A new podcast, “Murder Sheet,” will examine the 42-year-old case. Through the podcast, hosts Áine Cain and Kevin Greenlee hope to shed light on various theories surrounding the night four young Hoosiers lost their lives.
Cain, a New York-based reporter for business news website Insider, and Greenlee, an Indianapolis lawyer, met through Newspapers.com, where they noticed they were clipping the same archived articles about the case. While “Murder Sheet” will focus on several different cases, the miniseries “You Never Can Forget” takes a deep dive into the infamous Burger Chef case. One theory the team will tackle: the possibility these murders were a hate crime.

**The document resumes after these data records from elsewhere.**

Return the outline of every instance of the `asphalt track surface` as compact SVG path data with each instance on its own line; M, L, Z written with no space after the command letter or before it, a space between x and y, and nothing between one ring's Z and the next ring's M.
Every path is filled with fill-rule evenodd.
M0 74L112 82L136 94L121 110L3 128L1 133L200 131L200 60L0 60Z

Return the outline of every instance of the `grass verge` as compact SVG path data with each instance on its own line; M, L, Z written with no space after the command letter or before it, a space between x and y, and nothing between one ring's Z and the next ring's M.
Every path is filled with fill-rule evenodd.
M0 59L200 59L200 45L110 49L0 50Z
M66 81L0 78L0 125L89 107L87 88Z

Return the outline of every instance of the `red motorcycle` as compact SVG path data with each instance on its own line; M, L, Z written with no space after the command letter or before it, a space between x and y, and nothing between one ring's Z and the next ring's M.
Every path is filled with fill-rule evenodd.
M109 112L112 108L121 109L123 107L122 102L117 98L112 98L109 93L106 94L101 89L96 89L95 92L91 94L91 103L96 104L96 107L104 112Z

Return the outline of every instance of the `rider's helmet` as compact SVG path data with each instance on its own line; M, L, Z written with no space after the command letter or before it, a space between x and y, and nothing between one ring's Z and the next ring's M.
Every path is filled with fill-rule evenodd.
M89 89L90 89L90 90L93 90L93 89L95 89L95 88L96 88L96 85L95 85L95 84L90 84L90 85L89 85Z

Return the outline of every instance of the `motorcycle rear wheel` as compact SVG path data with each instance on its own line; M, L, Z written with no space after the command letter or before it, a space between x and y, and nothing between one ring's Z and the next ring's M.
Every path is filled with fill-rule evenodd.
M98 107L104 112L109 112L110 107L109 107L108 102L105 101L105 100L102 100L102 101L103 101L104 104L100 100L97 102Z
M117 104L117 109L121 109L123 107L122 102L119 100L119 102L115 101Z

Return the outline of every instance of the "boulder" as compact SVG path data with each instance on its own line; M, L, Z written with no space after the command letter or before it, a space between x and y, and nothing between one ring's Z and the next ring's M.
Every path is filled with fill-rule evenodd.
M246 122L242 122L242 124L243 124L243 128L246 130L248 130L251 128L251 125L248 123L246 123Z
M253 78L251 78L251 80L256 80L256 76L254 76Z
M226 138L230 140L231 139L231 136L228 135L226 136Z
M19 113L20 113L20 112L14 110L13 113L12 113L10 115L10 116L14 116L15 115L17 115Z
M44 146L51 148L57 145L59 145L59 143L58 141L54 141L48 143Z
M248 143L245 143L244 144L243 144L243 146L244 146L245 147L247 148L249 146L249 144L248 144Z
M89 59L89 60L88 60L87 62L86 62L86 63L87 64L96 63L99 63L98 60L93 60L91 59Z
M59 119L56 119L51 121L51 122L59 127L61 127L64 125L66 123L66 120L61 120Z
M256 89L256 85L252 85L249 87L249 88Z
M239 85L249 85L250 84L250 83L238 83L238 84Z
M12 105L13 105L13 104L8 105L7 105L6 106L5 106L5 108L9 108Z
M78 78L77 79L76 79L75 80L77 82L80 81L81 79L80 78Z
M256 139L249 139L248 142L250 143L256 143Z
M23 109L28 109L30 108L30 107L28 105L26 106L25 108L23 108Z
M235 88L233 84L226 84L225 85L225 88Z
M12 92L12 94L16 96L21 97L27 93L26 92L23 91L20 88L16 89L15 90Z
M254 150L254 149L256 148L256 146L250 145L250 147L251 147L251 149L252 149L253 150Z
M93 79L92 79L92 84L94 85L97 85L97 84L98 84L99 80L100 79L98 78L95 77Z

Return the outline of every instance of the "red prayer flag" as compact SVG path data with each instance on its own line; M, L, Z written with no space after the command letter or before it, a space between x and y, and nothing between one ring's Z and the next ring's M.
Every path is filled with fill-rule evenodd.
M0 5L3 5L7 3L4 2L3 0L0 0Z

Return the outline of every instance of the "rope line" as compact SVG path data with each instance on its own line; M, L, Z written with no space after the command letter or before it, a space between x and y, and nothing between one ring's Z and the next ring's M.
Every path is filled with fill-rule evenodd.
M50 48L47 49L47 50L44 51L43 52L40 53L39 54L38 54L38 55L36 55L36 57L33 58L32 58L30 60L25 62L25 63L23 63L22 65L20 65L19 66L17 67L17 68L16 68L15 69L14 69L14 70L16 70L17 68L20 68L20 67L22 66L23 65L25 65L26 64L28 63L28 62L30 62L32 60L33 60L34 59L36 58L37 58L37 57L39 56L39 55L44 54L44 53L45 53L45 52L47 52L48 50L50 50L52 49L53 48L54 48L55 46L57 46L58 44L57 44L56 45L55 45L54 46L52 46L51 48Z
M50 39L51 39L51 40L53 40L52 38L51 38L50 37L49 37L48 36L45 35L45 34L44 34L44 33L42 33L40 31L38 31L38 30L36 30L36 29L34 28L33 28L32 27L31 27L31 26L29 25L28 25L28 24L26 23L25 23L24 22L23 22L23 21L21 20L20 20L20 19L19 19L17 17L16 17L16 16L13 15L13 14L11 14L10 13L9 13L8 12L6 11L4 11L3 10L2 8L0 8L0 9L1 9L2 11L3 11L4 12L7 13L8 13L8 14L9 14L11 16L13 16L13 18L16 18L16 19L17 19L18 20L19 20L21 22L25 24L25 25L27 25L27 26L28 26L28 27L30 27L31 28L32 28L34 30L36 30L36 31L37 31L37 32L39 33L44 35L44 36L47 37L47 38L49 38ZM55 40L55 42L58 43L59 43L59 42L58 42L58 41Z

“If you talk to white people in Speedway who lived there in the ‘70s, they say it was like Mayberry,” Greenlee said, referencing the serene setting of “The Andy Griffith Show.” “When you talk to people of color, they describe a lot of racism and being hassled by white citizens.”
According to a person close to Flemmond’s family, the family — one of the few Black households in Speedway at the time — received threats. Some believe a motive for the crime was Flemmond’s alleged relationship with a white employee at Burger Chef.
“Mark was the victim who suffered the most,” Cain said. “The others were killed relatively quickly, and he was the only Black victim. It shouldn’t be understated that he was singled out for that treatment.”
While neither Cain nor Greenlee can definitively say the Burger Chef murders were a hate crime, they say there’s enough evidence to consider that angle.
The hate crime possibility, along with other theories, will be discussed throughout the miniseries. While both Cain and Greenlee have been interested in the case for years, they’re careful to not forget the humanity of the victims while searching for answers.
“It’s so easy if you consume a lot of true crime to view things as a puzzle and not as human beings who lost their lives,” Cain said. “We take a victim-centric approach. … We try to give people a glimpse into what these kids were like and why it’s an outrage it hasn’t been solved. True crime matters because there’s a victim at the heart of it, and they deserve justice and deserve to be remembered.”
“Murder Sheet” will be available to stream on Apple Podcasts, Stitcher and Spotify on Nov. 17.